In 1933 Dr. Sidney Garfield established a small California hospital to provide health-care services for builders of the Los Angeles aqueduct. When the fee-for-service payments failed to generate sufficient revenues, Garfield developed a successful prepayment health-care plan. He established other plans in 1938 for Kaiser workers building the Grand Coulee Dam, and in 1942 for West Coast shipyard workers. After World War II the plan opened membership to whole communities.

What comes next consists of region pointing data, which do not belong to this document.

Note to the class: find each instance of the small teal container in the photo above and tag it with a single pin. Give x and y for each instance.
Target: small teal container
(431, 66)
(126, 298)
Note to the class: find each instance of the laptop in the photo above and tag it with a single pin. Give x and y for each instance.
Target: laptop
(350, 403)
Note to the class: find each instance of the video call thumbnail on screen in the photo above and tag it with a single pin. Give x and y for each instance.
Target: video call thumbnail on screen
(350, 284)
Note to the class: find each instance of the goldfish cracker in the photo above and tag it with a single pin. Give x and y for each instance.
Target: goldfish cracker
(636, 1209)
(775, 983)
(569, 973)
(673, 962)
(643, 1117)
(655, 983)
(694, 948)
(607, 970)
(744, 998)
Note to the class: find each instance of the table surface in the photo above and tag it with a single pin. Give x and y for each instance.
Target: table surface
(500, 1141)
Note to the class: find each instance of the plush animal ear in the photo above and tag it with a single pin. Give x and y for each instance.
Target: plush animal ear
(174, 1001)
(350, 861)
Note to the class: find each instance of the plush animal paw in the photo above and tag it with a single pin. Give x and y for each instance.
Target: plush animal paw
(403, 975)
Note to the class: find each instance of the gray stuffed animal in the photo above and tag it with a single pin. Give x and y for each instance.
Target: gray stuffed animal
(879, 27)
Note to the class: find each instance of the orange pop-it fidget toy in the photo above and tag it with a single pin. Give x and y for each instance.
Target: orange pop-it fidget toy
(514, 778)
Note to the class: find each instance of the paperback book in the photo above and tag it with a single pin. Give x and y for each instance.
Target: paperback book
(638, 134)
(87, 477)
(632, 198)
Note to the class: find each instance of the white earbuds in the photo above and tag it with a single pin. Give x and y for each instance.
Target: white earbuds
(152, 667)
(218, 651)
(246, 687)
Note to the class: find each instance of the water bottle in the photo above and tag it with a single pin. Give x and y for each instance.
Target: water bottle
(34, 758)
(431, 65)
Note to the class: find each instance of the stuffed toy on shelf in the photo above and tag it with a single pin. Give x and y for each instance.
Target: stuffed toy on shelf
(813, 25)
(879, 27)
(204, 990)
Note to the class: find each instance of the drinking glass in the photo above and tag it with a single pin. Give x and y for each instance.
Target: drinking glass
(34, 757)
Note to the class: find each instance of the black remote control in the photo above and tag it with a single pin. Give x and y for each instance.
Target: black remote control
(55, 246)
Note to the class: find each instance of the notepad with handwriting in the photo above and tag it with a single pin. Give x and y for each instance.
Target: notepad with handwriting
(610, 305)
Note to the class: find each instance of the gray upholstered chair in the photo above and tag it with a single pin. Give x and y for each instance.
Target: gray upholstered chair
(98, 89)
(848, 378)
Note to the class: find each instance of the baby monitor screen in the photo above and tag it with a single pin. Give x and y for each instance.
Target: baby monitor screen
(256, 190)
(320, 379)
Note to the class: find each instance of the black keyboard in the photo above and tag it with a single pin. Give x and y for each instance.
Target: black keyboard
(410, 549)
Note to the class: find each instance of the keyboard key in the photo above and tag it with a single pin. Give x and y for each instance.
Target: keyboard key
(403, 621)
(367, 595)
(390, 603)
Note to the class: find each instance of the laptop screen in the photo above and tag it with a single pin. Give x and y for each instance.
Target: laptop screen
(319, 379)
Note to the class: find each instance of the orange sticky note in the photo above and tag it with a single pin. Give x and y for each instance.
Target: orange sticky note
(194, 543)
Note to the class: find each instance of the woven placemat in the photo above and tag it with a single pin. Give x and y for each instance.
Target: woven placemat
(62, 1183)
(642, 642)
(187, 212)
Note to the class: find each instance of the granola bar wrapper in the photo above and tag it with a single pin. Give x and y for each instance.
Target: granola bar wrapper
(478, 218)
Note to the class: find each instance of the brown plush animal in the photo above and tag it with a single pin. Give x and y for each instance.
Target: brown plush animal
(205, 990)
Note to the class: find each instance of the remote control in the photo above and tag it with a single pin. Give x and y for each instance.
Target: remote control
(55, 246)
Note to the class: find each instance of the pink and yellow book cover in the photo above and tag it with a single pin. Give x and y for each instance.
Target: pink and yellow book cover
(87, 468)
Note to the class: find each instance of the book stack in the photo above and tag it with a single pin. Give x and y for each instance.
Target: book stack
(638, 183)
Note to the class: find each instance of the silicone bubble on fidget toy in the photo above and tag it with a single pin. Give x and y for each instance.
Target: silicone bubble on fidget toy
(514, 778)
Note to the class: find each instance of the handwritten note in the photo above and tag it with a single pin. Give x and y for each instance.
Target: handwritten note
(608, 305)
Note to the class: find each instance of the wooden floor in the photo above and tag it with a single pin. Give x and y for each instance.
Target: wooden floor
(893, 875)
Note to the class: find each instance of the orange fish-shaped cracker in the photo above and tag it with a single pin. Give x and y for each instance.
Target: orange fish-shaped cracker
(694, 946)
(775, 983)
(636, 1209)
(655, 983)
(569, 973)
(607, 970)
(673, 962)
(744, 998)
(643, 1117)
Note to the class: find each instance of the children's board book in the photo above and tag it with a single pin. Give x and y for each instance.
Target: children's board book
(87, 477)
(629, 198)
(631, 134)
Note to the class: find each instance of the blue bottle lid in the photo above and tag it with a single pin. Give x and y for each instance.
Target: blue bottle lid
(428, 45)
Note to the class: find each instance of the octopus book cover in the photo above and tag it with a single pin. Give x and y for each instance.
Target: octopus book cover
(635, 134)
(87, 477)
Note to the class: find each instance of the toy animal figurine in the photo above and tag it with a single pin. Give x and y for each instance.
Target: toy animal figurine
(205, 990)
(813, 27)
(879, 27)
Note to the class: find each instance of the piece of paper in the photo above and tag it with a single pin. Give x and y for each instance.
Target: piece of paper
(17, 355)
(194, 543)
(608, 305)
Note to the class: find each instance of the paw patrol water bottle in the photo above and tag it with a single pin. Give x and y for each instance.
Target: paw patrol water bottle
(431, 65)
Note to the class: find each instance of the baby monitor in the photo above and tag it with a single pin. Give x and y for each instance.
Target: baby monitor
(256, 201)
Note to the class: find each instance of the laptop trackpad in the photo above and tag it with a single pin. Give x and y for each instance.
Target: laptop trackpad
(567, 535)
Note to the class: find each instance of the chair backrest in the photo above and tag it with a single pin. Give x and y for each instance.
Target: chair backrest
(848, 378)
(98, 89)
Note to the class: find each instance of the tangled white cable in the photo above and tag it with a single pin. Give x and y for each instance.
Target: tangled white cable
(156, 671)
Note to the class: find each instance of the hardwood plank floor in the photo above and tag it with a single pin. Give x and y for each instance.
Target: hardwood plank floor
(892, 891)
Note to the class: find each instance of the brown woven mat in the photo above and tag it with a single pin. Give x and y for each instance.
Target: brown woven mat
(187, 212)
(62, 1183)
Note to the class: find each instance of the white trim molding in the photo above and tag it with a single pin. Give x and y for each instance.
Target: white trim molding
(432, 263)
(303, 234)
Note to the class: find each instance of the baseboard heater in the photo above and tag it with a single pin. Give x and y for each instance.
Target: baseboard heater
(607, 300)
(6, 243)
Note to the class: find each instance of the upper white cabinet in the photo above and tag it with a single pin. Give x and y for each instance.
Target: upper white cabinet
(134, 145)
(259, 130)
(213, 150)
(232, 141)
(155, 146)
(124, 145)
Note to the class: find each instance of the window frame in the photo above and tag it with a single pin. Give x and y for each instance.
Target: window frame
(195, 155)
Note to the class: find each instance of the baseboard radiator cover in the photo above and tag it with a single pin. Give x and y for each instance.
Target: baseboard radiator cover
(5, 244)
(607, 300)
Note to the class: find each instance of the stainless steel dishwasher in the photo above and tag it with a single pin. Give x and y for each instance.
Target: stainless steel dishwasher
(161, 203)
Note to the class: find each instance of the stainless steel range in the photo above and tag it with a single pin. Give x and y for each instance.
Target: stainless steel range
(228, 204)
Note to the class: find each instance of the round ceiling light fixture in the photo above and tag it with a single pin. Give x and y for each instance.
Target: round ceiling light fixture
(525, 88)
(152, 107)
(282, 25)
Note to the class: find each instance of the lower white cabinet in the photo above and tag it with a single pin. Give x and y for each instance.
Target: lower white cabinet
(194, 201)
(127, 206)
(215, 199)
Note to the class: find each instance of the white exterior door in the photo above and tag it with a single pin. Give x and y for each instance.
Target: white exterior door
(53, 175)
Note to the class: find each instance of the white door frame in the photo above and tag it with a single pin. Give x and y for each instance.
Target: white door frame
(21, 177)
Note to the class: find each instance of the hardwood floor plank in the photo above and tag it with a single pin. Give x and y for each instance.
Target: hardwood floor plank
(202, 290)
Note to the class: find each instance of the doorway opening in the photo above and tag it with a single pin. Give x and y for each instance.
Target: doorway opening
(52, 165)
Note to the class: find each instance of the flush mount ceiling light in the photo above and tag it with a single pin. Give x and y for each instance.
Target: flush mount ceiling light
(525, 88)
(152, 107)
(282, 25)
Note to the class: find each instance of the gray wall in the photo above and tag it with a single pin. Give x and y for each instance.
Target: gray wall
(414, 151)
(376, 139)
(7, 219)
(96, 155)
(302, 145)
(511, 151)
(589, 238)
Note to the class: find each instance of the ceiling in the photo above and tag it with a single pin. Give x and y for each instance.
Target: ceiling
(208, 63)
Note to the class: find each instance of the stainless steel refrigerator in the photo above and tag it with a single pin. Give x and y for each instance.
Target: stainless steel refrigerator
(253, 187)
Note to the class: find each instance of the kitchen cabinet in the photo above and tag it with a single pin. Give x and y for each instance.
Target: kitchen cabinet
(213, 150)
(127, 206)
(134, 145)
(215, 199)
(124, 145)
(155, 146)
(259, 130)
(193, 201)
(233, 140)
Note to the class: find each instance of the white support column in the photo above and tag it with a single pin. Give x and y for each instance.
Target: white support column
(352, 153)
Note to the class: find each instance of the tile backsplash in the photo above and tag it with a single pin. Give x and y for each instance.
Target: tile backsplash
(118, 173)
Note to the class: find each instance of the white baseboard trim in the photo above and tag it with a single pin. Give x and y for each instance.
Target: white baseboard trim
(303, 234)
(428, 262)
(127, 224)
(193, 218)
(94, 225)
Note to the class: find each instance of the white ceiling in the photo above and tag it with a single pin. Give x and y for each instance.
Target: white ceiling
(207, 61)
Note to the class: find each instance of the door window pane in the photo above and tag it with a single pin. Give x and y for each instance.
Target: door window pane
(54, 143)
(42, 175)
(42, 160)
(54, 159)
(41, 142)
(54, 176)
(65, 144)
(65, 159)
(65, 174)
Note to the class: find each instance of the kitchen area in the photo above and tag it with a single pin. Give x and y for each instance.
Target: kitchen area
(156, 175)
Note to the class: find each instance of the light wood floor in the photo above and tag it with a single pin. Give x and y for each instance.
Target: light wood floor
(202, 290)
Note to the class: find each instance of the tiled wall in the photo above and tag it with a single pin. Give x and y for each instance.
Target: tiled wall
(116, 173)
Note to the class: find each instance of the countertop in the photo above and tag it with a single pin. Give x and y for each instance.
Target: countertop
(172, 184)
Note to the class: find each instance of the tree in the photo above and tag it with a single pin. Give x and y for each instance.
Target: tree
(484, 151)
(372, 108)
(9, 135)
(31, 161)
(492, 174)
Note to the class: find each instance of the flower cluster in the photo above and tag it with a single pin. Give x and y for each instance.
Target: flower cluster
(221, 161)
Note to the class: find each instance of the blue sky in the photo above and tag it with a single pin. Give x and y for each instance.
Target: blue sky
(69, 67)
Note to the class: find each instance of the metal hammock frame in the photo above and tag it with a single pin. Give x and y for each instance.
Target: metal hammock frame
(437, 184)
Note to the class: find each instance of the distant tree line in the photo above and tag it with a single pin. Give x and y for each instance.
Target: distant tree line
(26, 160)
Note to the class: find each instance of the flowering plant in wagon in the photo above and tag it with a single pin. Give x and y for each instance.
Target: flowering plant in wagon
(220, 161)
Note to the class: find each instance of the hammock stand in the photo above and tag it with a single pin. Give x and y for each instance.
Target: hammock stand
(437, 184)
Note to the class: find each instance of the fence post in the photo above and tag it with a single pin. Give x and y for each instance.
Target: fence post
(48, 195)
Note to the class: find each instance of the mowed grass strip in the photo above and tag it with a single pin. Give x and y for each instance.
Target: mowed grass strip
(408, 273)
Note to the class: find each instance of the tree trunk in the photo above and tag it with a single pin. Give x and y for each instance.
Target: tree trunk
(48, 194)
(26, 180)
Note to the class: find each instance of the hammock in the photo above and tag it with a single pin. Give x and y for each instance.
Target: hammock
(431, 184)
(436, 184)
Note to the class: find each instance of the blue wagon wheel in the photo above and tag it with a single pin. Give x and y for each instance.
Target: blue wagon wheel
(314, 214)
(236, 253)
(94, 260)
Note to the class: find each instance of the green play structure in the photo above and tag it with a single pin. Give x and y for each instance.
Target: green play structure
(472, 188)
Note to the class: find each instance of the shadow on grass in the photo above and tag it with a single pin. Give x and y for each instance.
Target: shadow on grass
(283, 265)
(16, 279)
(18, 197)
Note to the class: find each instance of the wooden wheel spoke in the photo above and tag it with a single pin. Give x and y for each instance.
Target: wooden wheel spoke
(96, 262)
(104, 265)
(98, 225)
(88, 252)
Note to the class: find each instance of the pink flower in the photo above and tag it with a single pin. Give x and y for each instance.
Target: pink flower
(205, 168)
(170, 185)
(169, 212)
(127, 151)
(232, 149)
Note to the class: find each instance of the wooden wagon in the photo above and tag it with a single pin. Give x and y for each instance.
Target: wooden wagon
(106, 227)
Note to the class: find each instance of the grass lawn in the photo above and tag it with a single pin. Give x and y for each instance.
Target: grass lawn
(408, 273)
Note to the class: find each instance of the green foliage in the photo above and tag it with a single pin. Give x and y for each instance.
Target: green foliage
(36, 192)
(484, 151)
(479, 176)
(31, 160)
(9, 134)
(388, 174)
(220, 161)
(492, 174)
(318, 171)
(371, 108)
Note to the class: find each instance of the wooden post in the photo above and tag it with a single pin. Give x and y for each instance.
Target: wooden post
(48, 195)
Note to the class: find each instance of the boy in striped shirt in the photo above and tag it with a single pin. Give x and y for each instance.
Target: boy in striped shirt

Operations in Cleveland began when the Meatcutters & Retail Store Employees Union (see UNITED FOOD & COMMERCIAL WORKERS) established the Community Health Foundation. Structured similarly to Kaiser-Permanente, it provided services through east-side ambulatory facilities and community hospitals (see HOSPITALS AND HEALTH PLANNING) and a west side medical center. In 1969 it merged with Kaiser-Permanente to form the Kaiser Community Health Foundation. That year Kaiser purchased a skilled-nursing facility on Snow Road in Parma for conversion into an acute general hospital. In 1971 another facility was purchased, at 11203 Fairhill Boulevard, and a third hospital was purchased in 1973 across the street at 2475 Martin Luther King, Jr. Drive, to form the Cleveland Medical Center. In 1986 medical offices in North Olmsted, Rocky River, and Strongsville complemented the Parma Medical Center (which included the eighty-two-bed Kaiser Foundation Hospital) while medical offices in Akron, Bedford, Cleveland Heights, and Willoughby supplemented the Cleveland Medical Center. Because of increased competition for revenues, Kaiser-Permanente expanded its use of community hospitals. In 1986 the medical institution began to use the Cleveland Medical Center for outpatient services, and became affiliated with Saint Luke's Medical Center, Fairview Hospital, Lakewood Hospital, Akron City Hospital, and the Lake Hospital System to provide specific services. In 1993 the health plan also formed a relationship with the CLEVELAND CLINIC.

By 1995 Kaiser was no longer affiliated with St. Luke's and Lakewood, and had established new affiliations with Akron Children's Hospital and the Cleveland Clinic Foundation, where it opened an innovative emergency department in May 1994. This department was unique in that it functioned independently of the Clinic's neighboring department, yet shared use of some of the Clinic's expensive, high-tech equipment. By 2006 Kaiser's relationship with major health facilities had expanded to include the Summa hospital group in Akron; the HMO maintained a variety of facilities, including medical centers, hospitals, medical offices, and regional administrative offices throughout the Cleveland-Akron region.